What does a modern arranged-marriage scene look like?
Example — The Term Sheet
Modern arrangements live in boardrooms and libraries. The best version treats the contract as a real document while letting two people find out whether they can share a life that their families already decided for them.
The library still held the smell of her uncle's cigars, four decades deep in the walnut. Elias had his back to her when she came in — one hand in a trouser pocket, the other holding a glass he was not drinking. He turned without hurry. "Miss—" Her full surname, correctly pronounced. "Mr Thorne." "Elias." "Elias, then." He did not extend his hand. Instead he gestured with the glass toward the long desk. The term sheet was stapled, clipped, marked in places with the softest grey highlighter she had ever seen, like someone had not wanted to bruise the paper. "The marriage clause is on page four," he said. "There is a sub-clause I added last night.
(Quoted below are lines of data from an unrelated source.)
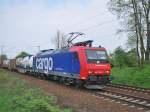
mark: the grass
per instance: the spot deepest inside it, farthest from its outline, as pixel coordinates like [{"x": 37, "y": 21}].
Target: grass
[
  {"x": 132, "y": 76},
  {"x": 17, "y": 96}
]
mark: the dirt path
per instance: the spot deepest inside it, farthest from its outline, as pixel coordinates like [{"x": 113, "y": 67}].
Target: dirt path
[{"x": 76, "y": 99}]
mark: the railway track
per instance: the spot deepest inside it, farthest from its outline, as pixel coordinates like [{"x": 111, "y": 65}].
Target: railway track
[
  {"x": 129, "y": 88},
  {"x": 125, "y": 99}
]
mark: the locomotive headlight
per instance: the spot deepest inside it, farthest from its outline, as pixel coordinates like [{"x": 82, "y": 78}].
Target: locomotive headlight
[
  {"x": 90, "y": 72},
  {"x": 107, "y": 72}
]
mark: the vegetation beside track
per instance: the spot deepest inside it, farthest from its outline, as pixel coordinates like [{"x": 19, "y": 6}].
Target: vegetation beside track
[
  {"x": 17, "y": 96},
  {"x": 132, "y": 76}
]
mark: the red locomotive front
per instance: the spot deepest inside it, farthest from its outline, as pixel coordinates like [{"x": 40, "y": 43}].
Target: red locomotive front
[{"x": 94, "y": 65}]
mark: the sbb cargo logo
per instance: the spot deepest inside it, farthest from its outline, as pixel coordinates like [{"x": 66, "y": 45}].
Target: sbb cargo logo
[{"x": 44, "y": 63}]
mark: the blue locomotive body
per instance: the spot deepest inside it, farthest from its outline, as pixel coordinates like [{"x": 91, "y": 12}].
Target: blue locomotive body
[{"x": 59, "y": 63}]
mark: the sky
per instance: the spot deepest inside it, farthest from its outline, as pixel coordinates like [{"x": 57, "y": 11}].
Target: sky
[{"x": 26, "y": 24}]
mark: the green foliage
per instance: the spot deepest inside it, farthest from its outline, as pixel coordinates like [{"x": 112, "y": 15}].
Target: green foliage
[
  {"x": 3, "y": 57},
  {"x": 120, "y": 58},
  {"x": 17, "y": 96},
  {"x": 22, "y": 54},
  {"x": 132, "y": 76}
]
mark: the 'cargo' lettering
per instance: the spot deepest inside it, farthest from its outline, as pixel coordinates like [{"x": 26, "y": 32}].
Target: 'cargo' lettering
[{"x": 44, "y": 63}]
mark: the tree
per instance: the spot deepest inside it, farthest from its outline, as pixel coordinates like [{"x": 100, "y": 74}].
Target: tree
[
  {"x": 3, "y": 57},
  {"x": 59, "y": 40},
  {"x": 135, "y": 16},
  {"x": 120, "y": 57},
  {"x": 22, "y": 54}
]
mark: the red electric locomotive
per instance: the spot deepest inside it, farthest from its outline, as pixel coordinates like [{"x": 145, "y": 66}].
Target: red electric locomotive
[{"x": 94, "y": 65}]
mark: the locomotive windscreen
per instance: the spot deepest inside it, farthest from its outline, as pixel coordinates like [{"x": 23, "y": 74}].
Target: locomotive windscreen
[{"x": 96, "y": 56}]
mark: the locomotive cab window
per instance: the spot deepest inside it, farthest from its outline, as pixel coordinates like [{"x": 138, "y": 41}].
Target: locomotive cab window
[
  {"x": 75, "y": 55},
  {"x": 96, "y": 56}
]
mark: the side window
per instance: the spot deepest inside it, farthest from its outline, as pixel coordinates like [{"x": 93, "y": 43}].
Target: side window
[{"x": 75, "y": 55}]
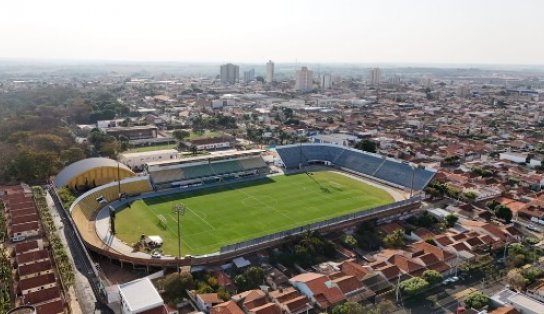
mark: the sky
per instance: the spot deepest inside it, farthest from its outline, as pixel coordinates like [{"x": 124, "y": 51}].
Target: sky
[{"x": 343, "y": 31}]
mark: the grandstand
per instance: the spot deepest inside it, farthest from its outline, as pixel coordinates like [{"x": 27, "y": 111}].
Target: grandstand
[
  {"x": 386, "y": 170},
  {"x": 208, "y": 168},
  {"x": 85, "y": 207}
]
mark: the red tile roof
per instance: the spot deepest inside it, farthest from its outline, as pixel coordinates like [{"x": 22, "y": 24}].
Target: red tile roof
[
  {"x": 156, "y": 310},
  {"x": 229, "y": 307},
  {"x": 42, "y": 295},
  {"x": 297, "y": 304},
  {"x": 210, "y": 298},
  {"x": 348, "y": 284},
  {"x": 34, "y": 268},
  {"x": 35, "y": 282},
  {"x": 407, "y": 265},
  {"x": 441, "y": 254},
  {"x": 389, "y": 271},
  {"x": 25, "y": 247},
  {"x": 268, "y": 308},
  {"x": 325, "y": 295},
  {"x": 350, "y": 267},
  {"x": 31, "y": 257}
]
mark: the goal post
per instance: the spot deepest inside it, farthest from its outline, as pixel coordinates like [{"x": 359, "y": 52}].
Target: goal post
[{"x": 162, "y": 221}]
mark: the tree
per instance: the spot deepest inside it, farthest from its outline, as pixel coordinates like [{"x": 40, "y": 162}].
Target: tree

It is not in your uncle's copy." "What does it cover?" "You. Personally. In the event that the alliance ends before the year is out." "Why." He did not answer immediately. He set the glass down on the sideboard, stood straighter, as if the sentence required him to. "Because the term sheet your uncles wrote protects the firms. Nobody has written a clause that protects you." She walked to the desk. She did not sit. "Read it to me," she said.